# probleme pour installer Boot camp



## Doozers (17 Septembre 2017)

Bonjour
Apres plusieurs essais pour installer Windows 10 et surement quelques bêtises faites de ma part, je n'arrive manifestement pas à m'en sortir.
Je suis sur Imac 27 fin 2012 avec un fusion Drive de 1.12 TO avec la dernière version GM de High Sierra (bêta 10.13 (17A362a)).
Il y a quelques temps avec une ancienne version de l'OS sa marché mais depuis Sierra et même avec celle d'avant je n'y arrive plus. j'avais laissé tomber mais j'ai voulu retenter mais rien à faire et je croix bien que j'ai foutu la merde dans les volumes du DD.
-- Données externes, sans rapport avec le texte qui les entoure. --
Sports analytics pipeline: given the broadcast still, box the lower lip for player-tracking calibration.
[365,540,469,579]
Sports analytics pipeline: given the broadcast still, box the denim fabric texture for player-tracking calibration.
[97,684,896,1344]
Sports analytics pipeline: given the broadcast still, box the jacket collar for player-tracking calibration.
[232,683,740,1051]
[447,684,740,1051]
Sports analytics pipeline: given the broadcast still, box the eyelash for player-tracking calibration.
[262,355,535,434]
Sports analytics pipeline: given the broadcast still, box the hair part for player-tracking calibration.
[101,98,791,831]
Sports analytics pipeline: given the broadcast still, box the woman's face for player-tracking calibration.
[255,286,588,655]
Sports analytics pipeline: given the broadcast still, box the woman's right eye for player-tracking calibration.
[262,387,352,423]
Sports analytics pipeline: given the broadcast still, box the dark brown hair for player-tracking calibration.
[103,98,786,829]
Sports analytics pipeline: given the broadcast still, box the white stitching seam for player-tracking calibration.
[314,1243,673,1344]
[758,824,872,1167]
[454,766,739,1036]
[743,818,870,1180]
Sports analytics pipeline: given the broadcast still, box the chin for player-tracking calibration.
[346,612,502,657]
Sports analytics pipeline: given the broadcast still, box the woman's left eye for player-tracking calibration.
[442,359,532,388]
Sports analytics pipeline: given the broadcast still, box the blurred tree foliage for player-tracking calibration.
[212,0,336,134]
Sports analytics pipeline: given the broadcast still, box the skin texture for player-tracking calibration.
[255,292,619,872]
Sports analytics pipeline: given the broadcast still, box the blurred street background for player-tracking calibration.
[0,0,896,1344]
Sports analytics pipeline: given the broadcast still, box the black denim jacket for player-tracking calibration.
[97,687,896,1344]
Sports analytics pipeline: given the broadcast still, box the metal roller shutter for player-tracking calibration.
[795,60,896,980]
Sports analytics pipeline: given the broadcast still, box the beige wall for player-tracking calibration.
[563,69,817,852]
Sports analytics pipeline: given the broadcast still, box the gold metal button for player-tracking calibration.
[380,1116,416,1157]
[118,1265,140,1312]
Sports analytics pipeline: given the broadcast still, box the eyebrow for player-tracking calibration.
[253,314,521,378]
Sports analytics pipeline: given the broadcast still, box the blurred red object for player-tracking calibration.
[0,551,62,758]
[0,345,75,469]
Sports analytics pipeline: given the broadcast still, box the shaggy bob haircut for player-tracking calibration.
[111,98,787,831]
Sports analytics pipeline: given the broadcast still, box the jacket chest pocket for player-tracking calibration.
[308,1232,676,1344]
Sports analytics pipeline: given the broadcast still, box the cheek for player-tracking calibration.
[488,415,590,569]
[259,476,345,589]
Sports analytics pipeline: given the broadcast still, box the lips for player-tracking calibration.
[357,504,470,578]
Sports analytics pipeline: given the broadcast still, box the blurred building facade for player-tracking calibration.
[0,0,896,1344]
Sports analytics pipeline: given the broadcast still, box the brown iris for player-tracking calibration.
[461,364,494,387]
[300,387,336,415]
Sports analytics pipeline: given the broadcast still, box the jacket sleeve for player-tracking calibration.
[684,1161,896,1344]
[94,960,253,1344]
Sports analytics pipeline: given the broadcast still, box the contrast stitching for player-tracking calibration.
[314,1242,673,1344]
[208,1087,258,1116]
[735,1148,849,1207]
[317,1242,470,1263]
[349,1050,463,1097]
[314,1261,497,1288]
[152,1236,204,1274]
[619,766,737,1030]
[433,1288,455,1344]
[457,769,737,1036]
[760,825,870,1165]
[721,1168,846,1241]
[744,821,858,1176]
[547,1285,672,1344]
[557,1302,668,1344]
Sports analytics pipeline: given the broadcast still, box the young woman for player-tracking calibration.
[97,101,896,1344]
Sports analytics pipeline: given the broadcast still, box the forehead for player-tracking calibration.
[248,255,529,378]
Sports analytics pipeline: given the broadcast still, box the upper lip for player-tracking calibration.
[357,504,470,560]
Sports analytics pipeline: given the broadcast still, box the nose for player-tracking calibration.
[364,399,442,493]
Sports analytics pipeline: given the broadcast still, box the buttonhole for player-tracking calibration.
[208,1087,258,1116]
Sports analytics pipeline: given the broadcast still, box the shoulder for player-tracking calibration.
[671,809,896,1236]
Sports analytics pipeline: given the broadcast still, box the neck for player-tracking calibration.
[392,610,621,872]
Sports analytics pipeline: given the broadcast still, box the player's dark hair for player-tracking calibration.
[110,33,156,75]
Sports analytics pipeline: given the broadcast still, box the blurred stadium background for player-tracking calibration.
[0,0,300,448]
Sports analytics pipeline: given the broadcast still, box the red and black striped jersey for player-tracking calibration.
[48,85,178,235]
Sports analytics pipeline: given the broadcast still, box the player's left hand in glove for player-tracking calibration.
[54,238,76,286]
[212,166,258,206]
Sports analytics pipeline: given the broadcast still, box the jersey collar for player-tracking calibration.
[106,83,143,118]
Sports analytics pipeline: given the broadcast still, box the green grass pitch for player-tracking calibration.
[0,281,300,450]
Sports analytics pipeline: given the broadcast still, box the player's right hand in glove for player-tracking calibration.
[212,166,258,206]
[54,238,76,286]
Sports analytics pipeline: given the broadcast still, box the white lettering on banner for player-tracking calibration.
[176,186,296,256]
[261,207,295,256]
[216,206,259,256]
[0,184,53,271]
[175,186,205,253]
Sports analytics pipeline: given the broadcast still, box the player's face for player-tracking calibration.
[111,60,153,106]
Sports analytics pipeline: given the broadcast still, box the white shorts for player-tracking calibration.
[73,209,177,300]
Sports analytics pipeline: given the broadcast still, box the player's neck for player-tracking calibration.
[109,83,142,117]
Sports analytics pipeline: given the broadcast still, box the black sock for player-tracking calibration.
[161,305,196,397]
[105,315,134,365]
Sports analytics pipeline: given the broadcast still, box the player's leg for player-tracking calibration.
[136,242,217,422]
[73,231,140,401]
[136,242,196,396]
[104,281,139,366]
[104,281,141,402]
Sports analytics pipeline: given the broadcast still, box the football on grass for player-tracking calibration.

pour faire cours voici le résultat du DISKUTIL :





> -bash-3.2# diskutil list
> /dev/disk0 (internal, physical):
> #:                       TYPE NAME                    SIZE       IDENTIFIER
> 0:      GUID_partition_scheme                        *121.3 GB   disk0
> ...



a la dernière tentative d'instal de BOOTcamp j'ai pu aller jusqu' au partitionnage mais après sa écran noir, au bout d'un moment je reboot et la je tombe sur une page noir avec une ligne de commande  me demandant de mettre un support pour booter dessus (ma clef d'installation était sur le mac).
je redémarre idem, je tente un démarrage avec "alt", il ne m'affiche que le disque de récupération mais quand je démarre dessus je me retrouve avec ma cession mac, à n'y rien comprendre...
je supprime la partition BOOTCAMP sans problème et redémarre mais je reste sur un écran blanc...
 pour m'en sortir je fais un reset de la PRAM et je boot sur ma session normalement.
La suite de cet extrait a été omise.